I need to feed it, Nurture it, let it come alive again. For at present, I am not much better than my final destination.
 
Death is no way to live....
 

From Mom's House

I am sitting here, having just shared my pictures with my mother and father. It is going to be hard leaving this room and touching the life of my sister.  My mother just read something Libby had written about her. She had never read it before. It made her cry with the pain of the loss of someone who could think such wonderful things about her.
 
Insert intelligent reflective comment here - as I cannot seem to think of one at the moment.... I am looking at a window that I must go through - on the otherside is the memory of my sister,  to get there, I must go through the window pain... But it is worth the leap. I guess I have to take it... It is Time to Jump......

A Place to Start From

I am starting this Blogg to give me a transparent public place to deal with the issues I may be dealing with. I have no idea what I will write or how much I will expose or how scared everyone will be.
But I think transparency will be better than protection with a mask.
Unfortunately, I don't think what I will write will be all that exciting. At least not to those who read it.
So, I now take a leap of faith and jump into this with Both feet.
I am limited for time because today I will be taking my son Adam to a dinner to meet up with Chet McCord, my Dad. I wonder if I will tell him the scary realization that I had two days ago.

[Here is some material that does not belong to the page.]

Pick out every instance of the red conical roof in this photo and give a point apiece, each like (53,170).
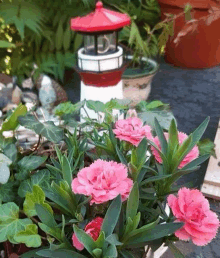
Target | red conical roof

I decided that I would get up an extra 30 minutes early and take a walk. As I struggled out of bed, I remembered how I used to warm up my voice by reading in the morning. So I grabbed the paraphrased bible called "the message" and started on my walk. I read the first chapter of Philippians. I could hardly get through it. It was then I realized that I am quite Mad at God and I am doubting everything that I read. I have never experienced this while reading the Bible. It scared me. And I still don't know what to do about it.
I have attached a wonderful picture of two people who mean the world to me. Let's see if this works....

Some amazing pictures from the site where my sister died two years ago today...

This is a view from the top of the ledge where Elisabeth enjoyed some of her last moments
Breathtaking... isn't it
www.elisabethmccord.com



This is a view to the west, from the same vantage point.